Mr President, at a time when we are facing a powerful reactionary offensive, the fragmentation of public debate, and a growing distrust of institutions, we affirm that weakening the public service of art and culture would be a historic mistake. The repeated budget cuts, and those now being announced, compel us to cry out, such is the urgency.
Mr President, cultural policy cannot be reduced to accounting decisions. A budget is a means, not a substitute for a political vision. We firmly believe that any public policy worthy of the name must begin by defining what it seeks to make possible.
Mr President, culture today accounts for no more than 0.7% of the state budget — just €14 per inhabitant per year for art and culture. How can we accept that such trifling savings could, within a matter of months, undo what decades of cultural policy have patiently built, and destroy with such violence the symbolic spaces that allow a society to reflect on itself through imagination, poetry and fiction?
Mr President, cancelled productions, seasons cut short at the last minute, artistic, technical and administrative teams left precarious and exhausted, venues forced to abandon their missions… Is this the landscape of ruin you wish to leave behind?
Mr President, in a year's time you will reach the end of your two terms in the highest office of the state. During the health crisis, through the "année blanche" scheme, you managed to prevent the world of culture from foundering; it is now up to you to see that gesture through to the end.
Mr President, as you know, the public service of art and culture is no more a privilege granted to artists than hospitals are to healthcare workers, or schools to those who teach in them. It is a common good that protects our lives from being reduced to purely economic value, nourishes critical thinking, and keeps dissent alive — the very condition of democracy itself.
Mr President, you have often observed that the mark left by great women and men in politics is also measured by the cultural legacy they leave behind. The time has come to choose which side of history you wish to stand on. Do not be the one who destroyed it all.

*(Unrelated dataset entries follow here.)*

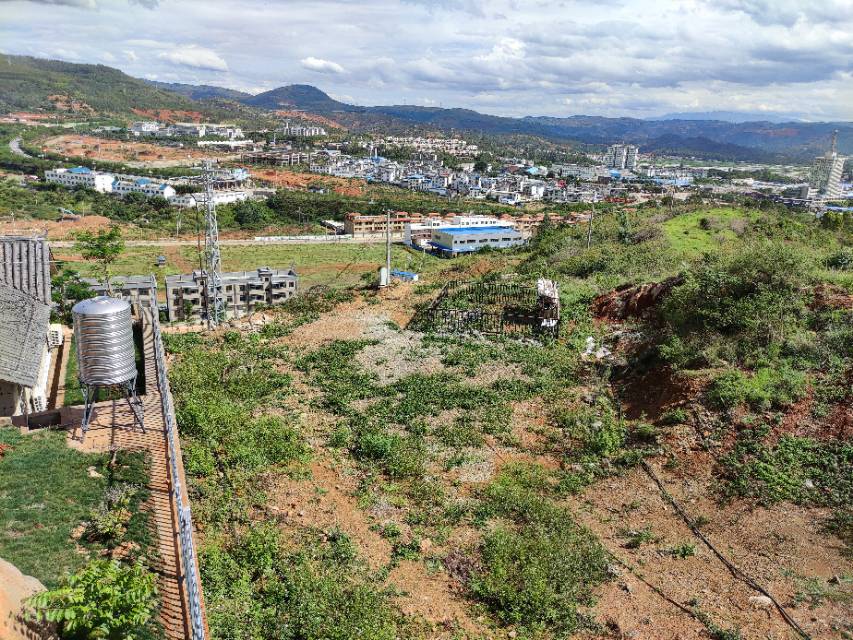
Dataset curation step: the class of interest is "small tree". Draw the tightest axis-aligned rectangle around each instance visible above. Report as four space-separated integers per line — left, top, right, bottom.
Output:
28 560 157 640
74 227 124 295
51 268 92 324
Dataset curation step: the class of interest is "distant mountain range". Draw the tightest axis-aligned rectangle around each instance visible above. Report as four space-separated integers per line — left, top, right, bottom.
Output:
646 111 805 124
0 55 853 162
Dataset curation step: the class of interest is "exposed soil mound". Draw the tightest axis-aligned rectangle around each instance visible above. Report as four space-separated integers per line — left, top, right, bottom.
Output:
0 558 49 640
592 277 682 320
812 284 853 309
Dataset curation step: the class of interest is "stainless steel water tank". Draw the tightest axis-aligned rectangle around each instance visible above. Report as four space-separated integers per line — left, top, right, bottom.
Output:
71 296 136 385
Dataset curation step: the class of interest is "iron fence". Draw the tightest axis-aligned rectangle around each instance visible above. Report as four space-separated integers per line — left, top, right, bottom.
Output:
411 280 560 337
149 307 205 640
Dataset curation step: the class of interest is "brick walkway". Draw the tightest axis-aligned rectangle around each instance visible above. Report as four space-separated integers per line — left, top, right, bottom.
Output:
61 316 191 640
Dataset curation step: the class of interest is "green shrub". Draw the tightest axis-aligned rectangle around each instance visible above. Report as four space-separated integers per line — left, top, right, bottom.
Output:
662 242 812 351
470 508 608 637
28 560 157 640
201 525 409 640
709 364 807 410
825 247 853 271
721 427 853 510
86 484 139 545
557 397 627 458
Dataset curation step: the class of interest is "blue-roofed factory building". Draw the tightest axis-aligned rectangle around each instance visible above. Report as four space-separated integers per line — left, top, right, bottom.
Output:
430 226 525 256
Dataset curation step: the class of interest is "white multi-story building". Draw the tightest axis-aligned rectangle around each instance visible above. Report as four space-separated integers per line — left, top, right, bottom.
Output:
403 216 515 246
169 190 249 207
129 120 160 137
112 178 176 200
604 144 640 171
44 167 115 193
802 131 847 200
281 120 326 138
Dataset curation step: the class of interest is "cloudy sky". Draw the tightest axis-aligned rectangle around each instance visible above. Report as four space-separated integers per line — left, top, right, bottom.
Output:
0 0 853 120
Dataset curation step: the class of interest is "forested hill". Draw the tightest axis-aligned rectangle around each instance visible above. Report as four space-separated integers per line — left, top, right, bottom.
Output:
0 54 199 113
6 55 853 162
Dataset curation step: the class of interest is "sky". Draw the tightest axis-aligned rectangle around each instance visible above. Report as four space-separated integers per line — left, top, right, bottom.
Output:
0 0 853 121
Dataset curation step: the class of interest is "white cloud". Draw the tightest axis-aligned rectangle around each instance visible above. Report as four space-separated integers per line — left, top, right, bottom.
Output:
3 0 98 9
0 0 853 120
157 45 228 71
299 56 346 74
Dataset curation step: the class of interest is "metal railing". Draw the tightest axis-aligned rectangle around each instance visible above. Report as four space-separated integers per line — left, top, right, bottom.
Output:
149 308 205 640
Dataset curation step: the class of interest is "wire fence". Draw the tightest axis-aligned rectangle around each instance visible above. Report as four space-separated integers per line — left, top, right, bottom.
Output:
149 308 205 640
410 280 561 337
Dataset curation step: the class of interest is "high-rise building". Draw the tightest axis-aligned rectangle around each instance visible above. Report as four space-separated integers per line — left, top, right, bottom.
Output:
803 130 847 200
604 144 640 171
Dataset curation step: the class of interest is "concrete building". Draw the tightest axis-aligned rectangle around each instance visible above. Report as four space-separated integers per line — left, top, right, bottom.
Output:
168 189 249 207
604 144 640 171
802 131 847 200
112 178 176 200
403 216 514 247
0 236 62 416
166 267 299 322
128 120 160 137
430 226 524 256
344 211 416 236
280 120 326 138
80 275 157 307
44 167 115 193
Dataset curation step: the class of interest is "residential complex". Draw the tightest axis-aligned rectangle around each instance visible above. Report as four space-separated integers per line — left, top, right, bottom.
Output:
44 167 249 207
604 144 640 171
382 136 479 156
44 167 115 193
430 226 525 256
802 131 847 200
166 267 299 322
127 120 245 140
279 120 326 138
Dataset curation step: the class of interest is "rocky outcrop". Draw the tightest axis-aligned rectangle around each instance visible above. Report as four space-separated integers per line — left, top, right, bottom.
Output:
0 558 48 640
592 277 683 320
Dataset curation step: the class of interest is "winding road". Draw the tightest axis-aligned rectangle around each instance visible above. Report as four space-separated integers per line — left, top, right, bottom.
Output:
9 136 32 158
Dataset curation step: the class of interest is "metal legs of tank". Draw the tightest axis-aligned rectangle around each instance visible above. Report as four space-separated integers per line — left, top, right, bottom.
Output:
80 376 145 442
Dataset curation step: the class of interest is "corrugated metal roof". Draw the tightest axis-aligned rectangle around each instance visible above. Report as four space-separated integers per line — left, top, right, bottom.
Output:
0 283 50 387
0 236 51 304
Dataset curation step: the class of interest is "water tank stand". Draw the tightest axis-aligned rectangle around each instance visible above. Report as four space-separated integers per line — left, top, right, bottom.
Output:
80 376 145 442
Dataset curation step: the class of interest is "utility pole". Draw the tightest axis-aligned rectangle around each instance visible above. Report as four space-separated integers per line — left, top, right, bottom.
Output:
385 209 391 283
204 160 225 329
586 201 595 249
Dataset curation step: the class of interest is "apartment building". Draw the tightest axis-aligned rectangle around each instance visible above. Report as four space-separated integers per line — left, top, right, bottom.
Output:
403 216 515 246
128 120 160 137
604 144 640 171
112 178 176 200
169 190 249 208
166 267 299 322
80 275 157 308
44 167 115 193
431 226 525 256
344 211 423 236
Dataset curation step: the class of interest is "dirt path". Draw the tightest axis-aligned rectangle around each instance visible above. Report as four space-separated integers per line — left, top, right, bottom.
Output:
574 455 853 640
262 289 853 640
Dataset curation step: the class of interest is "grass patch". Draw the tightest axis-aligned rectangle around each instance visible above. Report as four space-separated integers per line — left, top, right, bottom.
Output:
0 428 151 588
661 207 755 257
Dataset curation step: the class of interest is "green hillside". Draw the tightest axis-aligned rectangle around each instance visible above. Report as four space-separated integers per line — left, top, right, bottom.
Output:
0 55 199 113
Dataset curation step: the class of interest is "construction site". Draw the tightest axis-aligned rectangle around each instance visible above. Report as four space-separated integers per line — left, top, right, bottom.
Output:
0 186 853 640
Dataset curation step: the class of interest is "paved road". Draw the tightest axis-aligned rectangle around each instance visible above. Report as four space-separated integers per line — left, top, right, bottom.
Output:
9 136 32 158
50 236 403 248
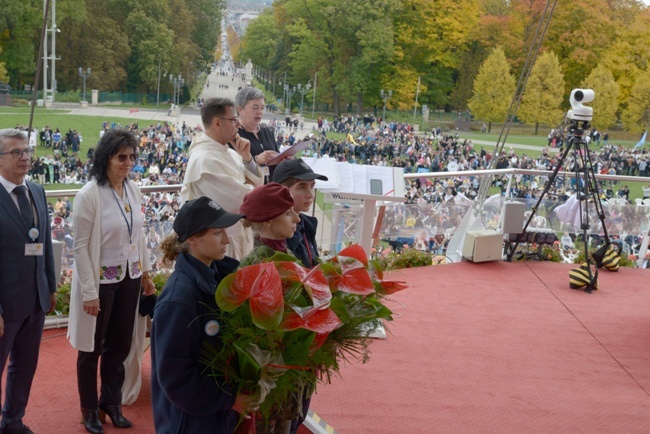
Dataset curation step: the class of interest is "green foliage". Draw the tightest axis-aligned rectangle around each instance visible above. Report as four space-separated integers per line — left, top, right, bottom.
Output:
376 248 431 270
582 62 619 130
50 274 72 315
517 52 564 134
467 47 515 122
621 71 650 132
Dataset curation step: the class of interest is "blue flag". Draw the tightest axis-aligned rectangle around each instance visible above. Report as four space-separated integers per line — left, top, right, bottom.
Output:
634 130 648 148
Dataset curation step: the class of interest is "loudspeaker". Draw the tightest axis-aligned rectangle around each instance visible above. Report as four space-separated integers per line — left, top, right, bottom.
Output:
503 202 526 234
463 230 503 262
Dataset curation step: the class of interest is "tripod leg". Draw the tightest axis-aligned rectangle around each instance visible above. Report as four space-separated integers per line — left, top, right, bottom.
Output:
506 141 572 262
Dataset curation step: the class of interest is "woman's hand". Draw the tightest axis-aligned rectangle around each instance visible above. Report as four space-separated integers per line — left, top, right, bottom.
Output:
84 298 99 316
142 276 156 296
232 393 261 419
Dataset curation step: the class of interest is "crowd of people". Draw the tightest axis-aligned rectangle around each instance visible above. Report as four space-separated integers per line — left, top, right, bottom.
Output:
0 81 650 433
11 95 650 262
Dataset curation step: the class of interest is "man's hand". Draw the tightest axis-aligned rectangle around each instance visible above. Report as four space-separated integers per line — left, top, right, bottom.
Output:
84 298 99 316
232 134 253 162
45 292 56 315
255 151 278 166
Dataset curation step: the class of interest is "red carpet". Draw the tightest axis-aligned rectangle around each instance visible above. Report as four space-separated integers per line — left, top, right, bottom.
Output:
312 262 650 434
11 262 650 434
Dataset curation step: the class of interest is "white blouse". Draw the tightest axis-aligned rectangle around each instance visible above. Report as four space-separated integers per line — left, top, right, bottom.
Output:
99 183 144 284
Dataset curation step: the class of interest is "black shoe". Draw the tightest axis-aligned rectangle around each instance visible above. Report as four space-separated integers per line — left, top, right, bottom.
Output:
99 404 133 428
81 408 104 434
1 425 35 434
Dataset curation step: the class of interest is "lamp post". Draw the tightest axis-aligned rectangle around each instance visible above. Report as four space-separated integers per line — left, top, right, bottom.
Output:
169 74 185 105
380 89 393 122
79 67 90 102
156 59 167 107
311 72 318 119
298 80 311 116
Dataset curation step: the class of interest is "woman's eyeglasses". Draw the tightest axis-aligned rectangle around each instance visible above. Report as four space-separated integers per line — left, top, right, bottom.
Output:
116 154 136 163
0 148 34 158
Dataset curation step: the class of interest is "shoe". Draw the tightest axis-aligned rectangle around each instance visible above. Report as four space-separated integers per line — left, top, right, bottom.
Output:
99 404 133 428
0 425 35 434
81 408 104 434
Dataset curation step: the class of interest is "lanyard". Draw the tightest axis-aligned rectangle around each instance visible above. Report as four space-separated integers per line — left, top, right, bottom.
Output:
302 229 315 268
109 181 133 244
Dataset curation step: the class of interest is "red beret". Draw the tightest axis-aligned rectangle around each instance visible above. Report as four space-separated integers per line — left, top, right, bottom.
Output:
239 182 294 223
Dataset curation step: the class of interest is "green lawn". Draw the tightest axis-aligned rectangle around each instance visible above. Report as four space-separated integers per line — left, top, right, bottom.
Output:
0 112 142 160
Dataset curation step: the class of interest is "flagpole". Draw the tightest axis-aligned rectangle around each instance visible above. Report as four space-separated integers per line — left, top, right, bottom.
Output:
413 76 420 124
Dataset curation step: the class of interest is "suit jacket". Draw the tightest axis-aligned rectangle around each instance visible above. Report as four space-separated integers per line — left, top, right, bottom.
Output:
0 181 56 321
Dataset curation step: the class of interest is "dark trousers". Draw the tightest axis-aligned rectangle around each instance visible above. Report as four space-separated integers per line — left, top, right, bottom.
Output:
0 303 45 428
77 272 141 410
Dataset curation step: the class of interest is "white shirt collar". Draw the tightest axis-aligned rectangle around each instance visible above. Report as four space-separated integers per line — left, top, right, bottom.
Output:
0 175 27 193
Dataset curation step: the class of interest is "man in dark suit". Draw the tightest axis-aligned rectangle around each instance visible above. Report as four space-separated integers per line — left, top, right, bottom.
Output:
0 129 56 434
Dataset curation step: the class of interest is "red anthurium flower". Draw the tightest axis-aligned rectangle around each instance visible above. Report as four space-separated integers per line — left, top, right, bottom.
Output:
330 268 375 295
280 307 342 334
275 262 332 308
337 244 368 267
311 333 330 351
245 262 284 330
215 262 284 330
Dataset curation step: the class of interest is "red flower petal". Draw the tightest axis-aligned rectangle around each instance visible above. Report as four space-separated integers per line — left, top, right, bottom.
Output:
215 267 254 312
280 308 342 334
337 244 368 267
330 268 375 295
247 262 284 330
275 262 332 307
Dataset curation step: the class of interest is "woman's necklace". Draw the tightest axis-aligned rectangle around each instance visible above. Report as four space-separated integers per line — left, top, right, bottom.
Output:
108 181 133 244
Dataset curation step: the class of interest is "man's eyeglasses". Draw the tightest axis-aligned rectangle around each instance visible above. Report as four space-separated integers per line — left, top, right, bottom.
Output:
0 148 34 159
116 154 136 163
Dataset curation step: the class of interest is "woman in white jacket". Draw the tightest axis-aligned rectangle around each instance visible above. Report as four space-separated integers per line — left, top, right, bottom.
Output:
68 130 155 433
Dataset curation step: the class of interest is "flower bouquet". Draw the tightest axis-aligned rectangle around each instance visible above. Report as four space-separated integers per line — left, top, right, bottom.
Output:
202 245 406 428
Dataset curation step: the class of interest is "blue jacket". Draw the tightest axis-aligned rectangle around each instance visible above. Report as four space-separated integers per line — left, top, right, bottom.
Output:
287 213 318 268
151 253 239 434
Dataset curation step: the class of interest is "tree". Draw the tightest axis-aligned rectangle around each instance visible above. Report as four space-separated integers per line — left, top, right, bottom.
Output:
382 0 480 109
582 62 619 130
602 7 650 108
467 47 516 129
621 71 650 132
239 8 280 69
0 45 9 83
544 0 616 92
517 51 564 135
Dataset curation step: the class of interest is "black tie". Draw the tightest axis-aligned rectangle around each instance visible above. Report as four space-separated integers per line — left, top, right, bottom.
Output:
14 185 34 228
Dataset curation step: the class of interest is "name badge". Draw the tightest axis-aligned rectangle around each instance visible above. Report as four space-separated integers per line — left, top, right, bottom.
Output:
25 243 43 256
124 244 138 258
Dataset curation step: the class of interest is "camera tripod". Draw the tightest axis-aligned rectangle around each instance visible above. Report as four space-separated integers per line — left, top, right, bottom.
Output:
507 119 610 293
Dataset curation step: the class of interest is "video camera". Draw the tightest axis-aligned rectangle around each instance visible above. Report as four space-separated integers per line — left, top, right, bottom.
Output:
567 89 596 122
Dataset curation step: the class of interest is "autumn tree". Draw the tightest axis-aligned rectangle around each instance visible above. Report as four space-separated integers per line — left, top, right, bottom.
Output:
0 45 9 83
467 47 516 129
621 71 650 132
239 8 280 69
382 0 480 109
544 0 617 93
517 51 564 135
602 5 650 111
582 62 619 130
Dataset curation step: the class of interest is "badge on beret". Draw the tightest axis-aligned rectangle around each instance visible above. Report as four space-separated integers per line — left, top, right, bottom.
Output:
205 319 220 336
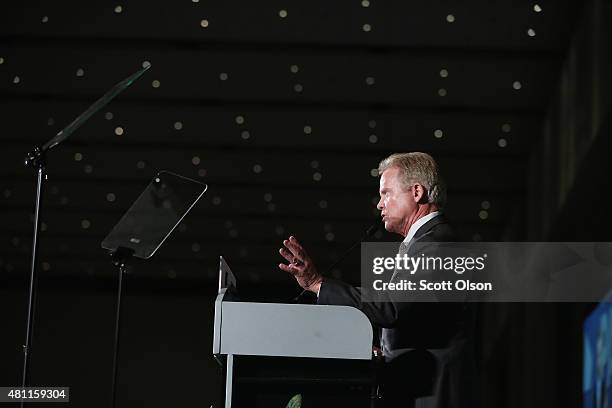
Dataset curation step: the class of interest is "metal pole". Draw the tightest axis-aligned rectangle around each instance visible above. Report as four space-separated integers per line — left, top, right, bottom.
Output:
21 156 47 408
111 262 126 408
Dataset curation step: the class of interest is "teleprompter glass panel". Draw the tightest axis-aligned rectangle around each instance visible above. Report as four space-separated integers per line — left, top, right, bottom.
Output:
102 171 208 259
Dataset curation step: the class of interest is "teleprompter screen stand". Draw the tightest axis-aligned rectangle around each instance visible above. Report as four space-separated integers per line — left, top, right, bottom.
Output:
102 171 207 407
21 65 151 407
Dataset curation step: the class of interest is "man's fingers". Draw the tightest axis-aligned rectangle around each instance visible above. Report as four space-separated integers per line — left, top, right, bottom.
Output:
278 248 295 263
283 237 308 261
278 264 300 275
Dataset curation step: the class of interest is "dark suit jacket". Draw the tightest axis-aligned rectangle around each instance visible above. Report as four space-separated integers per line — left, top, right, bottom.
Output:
317 215 475 408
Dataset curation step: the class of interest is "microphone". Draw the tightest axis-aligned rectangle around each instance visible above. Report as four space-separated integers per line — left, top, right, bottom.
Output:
293 221 382 303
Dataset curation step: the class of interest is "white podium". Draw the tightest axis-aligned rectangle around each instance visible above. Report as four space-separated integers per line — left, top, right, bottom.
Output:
213 257 373 408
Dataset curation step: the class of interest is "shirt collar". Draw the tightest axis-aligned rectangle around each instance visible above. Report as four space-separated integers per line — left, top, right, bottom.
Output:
402 211 440 243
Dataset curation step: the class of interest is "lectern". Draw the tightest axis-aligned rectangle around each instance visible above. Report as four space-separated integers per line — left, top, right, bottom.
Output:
213 257 373 408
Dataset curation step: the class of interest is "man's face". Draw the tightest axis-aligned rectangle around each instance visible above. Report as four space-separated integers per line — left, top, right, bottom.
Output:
376 167 417 236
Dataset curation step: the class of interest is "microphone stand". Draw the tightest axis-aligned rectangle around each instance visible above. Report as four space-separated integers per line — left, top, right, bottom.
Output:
20 65 151 408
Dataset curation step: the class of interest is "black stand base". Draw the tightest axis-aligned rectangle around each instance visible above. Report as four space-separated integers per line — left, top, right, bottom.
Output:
110 247 134 408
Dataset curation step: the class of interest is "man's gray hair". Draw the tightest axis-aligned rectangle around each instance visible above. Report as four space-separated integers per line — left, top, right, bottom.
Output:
378 152 446 208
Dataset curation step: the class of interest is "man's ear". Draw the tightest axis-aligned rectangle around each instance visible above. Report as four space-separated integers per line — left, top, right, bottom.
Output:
412 183 427 204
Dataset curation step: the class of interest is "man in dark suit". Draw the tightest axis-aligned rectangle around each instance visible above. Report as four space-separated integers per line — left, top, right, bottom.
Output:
279 152 475 408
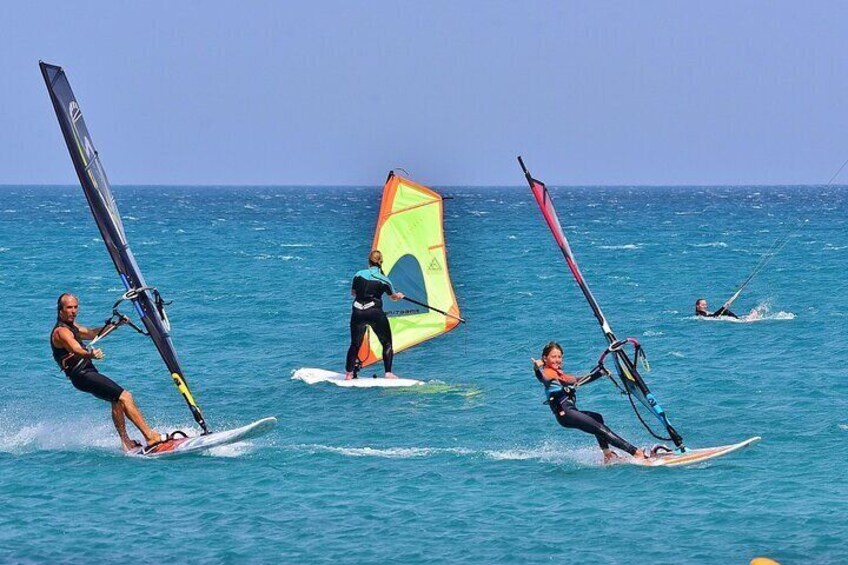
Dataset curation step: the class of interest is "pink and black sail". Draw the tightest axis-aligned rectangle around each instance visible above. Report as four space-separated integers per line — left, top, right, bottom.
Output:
39 62 208 432
518 157 684 449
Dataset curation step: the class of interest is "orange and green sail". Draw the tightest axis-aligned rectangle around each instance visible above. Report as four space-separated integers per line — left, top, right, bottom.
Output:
359 172 463 367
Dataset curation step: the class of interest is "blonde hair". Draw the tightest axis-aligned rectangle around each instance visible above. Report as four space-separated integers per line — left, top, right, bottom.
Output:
368 249 383 268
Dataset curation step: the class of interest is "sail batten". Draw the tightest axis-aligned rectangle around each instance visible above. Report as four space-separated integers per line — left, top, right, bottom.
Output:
39 62 208 432
359 173 460 367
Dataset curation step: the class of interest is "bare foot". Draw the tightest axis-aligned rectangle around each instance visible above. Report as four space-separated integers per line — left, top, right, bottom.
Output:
121 437 141 451
144 432 168 447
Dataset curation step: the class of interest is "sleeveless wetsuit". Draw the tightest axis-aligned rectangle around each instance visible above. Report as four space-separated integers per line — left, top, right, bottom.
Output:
50 320 124 402
534 367 636 455
345 267 395 373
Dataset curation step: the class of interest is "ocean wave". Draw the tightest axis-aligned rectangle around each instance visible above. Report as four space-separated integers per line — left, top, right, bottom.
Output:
0 418 255 457
690 241 727 247
290 443 602 465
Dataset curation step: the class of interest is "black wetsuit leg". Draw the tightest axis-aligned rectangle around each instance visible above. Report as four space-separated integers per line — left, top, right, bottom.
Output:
554 403 636 455
68 365 124 402
345 308 368 373
345 306 394 373
369 308 395 373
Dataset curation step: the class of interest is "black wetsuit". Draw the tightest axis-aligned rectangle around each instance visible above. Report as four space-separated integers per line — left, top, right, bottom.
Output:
345 267 395 373
535 367 636 455
50 320 124 402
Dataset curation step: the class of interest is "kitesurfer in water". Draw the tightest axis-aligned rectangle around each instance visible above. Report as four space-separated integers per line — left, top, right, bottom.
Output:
345 249 404 380
531 341 647 463
50 293 163 451
695 298 739 320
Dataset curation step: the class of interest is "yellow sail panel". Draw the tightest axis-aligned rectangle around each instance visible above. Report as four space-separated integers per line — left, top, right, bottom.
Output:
359 173 460 367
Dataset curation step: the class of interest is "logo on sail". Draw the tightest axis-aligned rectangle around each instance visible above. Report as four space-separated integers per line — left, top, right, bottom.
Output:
68 100 82 123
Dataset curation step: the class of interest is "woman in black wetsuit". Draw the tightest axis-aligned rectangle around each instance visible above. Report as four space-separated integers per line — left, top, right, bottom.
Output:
345 249 403 380
531 341 646 463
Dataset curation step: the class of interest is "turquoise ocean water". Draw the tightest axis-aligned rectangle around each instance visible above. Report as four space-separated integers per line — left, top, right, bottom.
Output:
0 183 848 564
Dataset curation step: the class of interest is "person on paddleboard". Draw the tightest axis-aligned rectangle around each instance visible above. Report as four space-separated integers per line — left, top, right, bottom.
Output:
50 292 163 451
695 298 739 320
345 249 404 380
531 341 648 463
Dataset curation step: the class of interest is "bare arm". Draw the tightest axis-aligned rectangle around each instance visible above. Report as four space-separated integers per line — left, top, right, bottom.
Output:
74 325 103 339
530 357 578 385
53 328 103 359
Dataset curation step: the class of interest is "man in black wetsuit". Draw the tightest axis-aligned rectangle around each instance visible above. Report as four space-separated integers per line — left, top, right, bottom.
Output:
345 249 404 380
50 293 162 451
695 298 739 320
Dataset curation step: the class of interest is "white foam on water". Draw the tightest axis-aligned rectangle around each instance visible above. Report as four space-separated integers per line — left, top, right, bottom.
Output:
600 243 642 250
291 443 602 465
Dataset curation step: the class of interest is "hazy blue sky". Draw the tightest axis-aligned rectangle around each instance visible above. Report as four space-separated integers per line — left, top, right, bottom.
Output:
0 0 848 185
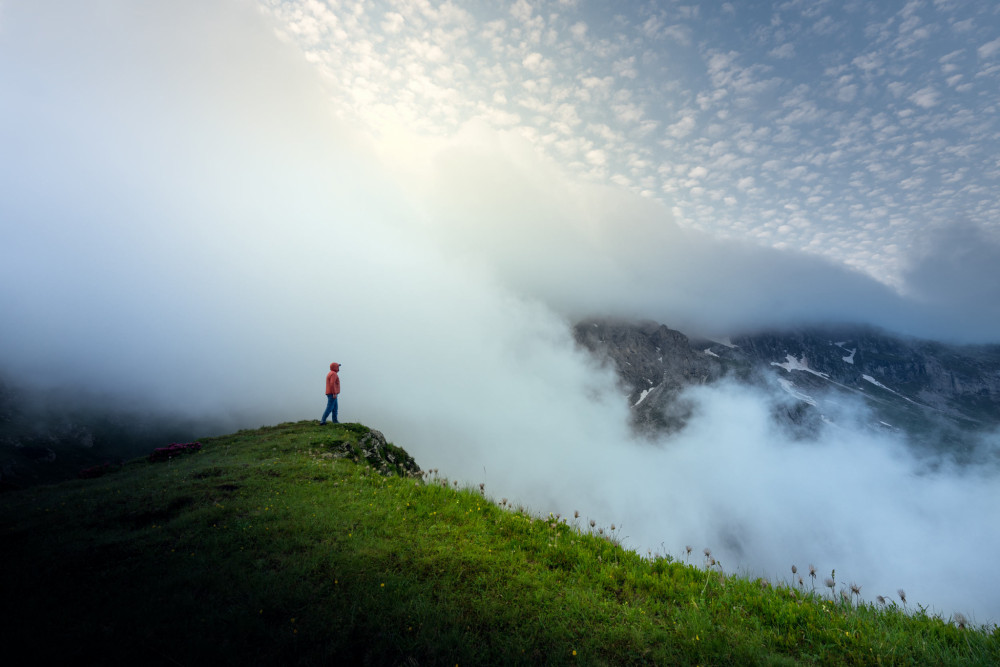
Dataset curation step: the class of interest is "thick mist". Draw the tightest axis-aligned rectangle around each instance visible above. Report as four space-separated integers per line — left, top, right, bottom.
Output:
0 0 1000 622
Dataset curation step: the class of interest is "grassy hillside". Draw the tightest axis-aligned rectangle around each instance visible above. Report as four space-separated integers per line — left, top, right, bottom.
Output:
0 422 1000 665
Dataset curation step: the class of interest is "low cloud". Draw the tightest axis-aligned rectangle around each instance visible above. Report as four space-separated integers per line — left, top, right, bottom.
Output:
0 0 1000 620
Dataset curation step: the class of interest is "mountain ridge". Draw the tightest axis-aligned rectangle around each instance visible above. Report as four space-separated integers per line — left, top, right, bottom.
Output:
573 319 1000 449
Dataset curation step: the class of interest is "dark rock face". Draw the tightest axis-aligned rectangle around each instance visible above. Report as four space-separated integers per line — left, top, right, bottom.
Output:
574 321 726 434
574 320 1000 454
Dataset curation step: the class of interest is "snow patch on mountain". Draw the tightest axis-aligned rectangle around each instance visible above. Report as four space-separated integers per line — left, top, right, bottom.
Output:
834 342 858 366
632 389 652 408
771 354 830 380
778 378 819 407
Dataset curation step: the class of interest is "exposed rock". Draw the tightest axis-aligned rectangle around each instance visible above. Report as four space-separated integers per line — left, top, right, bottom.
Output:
574 320 1000 451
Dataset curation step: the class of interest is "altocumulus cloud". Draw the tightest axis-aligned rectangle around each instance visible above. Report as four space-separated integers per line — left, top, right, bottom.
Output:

Mr President, the urgency of the situation compels us to ask you to take the necessary decisions without delay: to immediately cancel these new budget cuts, to open a genuine national debate on the future of the public service of art and culture, and to commit to progressively raising the resources devoted to it to at least 1% of the state budget — so as to enable artistic teams to regain the conditions for creative independence, venues to provide lasting support to artists and their works, and everyone to enjoy equal access to art and culture throughout the country.
Mr President, what is at stake is not only the future of a profession, but that of a certain idea of the Republic. The power to act lies with you, and with you alone.